Aber wie hoch sind dabei die Qualitätseinbußen??
Ich hatte hier mal eine Tabelle gesehen --> Winkel und Flache der Ausstrahlung. Finde sie aber nicht mehr. Hat die jemand nochmal für mich??

MfG

Christian


----------



## Vibra - Zocker (19. März 2006)

*AW: Seafinder 320 DF auch für Falchwasser geeignet??*

Wir haben zwei geräte. das eagle sea finder 480 df für norge mit einem kleinen winkel (35 grad max!?)und ein älteres modell eagle accura 240 mit 6o grad für flache gewässer.
 ein echolot für den baggersee und den sognefjord kann nur ein kompromiss sein 
gruß robert#h


----------



## Bigtown_de (19. März 2006)

*AW: Seafinder 320 DF auch für Falchwasser geeignet??*

Habs relativ günstig bei ebay ersteigert...
Möchte es aber primär für unsere heimischen Gewässer nutzen...


----------



## Vibra - Zocker (19. März 2006)

*AW: Seafinder 320 DF auch für Falchwasser geeignet??*

35 grad sind nicht optimal für den heimischen see oder die ostsee. wenn du es so günstig bekommen hast ( darf man nach dem preis fragen|rolleyes ), versuch es doch mit gewinn wieder abzustoßen. dann kaufst du dir eins mit 60 grad + und hast das optimum für dem einsatzzweck.#6 
gruß robert#h


----------



## Bigtown_de (20. März 2006)

*AW: Seafinder 320 DF auch für Falchwasser geeignet??*

da die Preise so angezogen haben und in allen mir bekannten Shops das Teil 329 € gekostet hat , habe ich bei 234 € zugeschalgen. Ob das nu günstig weiß ich nicht ...
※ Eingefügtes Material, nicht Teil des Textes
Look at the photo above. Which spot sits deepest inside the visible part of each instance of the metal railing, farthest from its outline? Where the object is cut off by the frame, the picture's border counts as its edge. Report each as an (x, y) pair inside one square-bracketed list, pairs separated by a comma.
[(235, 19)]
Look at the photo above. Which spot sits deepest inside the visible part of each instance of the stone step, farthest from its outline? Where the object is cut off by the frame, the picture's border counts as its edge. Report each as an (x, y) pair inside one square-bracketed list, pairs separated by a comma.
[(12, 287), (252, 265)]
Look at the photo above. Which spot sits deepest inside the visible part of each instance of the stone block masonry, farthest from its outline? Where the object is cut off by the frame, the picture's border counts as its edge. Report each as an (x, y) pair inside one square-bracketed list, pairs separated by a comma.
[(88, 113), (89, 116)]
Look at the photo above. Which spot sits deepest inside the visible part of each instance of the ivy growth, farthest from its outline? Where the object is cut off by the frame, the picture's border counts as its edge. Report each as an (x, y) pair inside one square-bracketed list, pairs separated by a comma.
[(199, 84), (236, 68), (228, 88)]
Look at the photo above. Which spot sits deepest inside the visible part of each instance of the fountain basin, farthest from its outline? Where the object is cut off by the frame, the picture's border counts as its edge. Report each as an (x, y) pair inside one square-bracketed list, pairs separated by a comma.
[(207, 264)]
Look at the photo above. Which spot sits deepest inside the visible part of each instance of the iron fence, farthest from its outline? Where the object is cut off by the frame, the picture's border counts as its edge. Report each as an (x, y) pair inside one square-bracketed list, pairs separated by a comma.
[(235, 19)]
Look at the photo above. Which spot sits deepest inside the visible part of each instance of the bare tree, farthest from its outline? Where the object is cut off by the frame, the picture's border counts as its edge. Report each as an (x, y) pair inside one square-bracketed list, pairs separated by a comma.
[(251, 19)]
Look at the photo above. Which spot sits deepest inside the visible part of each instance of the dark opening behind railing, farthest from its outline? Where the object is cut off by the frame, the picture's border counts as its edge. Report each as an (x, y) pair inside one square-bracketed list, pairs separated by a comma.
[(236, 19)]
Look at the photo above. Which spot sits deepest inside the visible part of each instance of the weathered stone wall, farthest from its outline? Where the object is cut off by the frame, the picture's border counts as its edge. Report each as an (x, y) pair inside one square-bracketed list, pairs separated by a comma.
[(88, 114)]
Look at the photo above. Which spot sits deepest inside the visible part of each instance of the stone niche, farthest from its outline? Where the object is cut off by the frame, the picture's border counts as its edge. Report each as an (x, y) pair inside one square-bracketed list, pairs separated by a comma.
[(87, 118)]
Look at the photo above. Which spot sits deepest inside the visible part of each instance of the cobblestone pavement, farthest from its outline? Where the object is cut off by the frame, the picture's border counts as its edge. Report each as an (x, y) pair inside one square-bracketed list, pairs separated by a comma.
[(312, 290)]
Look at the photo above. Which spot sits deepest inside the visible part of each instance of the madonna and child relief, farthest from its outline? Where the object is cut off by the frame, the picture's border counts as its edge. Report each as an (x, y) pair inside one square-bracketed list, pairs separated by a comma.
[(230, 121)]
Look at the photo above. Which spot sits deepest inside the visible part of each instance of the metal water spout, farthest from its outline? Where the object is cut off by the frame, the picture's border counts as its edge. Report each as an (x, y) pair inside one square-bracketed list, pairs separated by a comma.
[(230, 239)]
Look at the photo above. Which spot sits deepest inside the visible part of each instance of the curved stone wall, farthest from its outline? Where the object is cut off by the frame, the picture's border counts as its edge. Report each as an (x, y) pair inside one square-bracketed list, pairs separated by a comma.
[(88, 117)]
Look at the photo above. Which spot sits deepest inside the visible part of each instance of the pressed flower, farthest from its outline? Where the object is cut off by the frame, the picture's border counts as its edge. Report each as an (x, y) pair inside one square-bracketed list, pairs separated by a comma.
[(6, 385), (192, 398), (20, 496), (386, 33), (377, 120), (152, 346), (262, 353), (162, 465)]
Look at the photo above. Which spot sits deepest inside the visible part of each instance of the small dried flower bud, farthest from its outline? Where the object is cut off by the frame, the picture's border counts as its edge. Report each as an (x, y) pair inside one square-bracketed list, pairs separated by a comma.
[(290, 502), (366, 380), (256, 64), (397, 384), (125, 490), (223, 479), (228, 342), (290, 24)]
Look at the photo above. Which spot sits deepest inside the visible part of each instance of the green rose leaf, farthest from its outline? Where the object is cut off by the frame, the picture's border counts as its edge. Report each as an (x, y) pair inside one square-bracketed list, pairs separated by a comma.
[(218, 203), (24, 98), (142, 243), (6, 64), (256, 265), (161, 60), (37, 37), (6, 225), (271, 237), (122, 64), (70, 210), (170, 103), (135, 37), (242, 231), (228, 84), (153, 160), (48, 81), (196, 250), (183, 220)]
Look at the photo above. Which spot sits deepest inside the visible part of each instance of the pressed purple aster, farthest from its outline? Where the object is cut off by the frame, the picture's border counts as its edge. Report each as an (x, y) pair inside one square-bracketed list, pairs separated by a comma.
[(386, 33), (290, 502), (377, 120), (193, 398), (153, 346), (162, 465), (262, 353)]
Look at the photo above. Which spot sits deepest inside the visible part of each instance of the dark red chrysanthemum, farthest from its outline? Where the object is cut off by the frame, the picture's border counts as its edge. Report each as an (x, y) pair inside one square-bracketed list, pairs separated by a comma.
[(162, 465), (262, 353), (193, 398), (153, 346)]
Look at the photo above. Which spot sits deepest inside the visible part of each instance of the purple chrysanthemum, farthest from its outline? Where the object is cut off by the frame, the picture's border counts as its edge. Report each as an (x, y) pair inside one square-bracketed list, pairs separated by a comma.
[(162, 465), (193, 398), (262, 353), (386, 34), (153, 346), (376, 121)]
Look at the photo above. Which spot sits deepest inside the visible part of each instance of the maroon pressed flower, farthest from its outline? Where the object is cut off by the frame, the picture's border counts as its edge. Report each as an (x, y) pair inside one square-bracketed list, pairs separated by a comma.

Ich hatte hier mal irgend wo gelesen, dass man noch was heraus holen kann bez. Winkel. 

50 Khz APS aus ,oder so , finde aber den Beitrag nicht.

Kann mir keiner sagen, ob es vielleicht doch möglich ist den Winkel vielleicht auf 50 Grad durch Einstellungen am Lot erhöhen könnte??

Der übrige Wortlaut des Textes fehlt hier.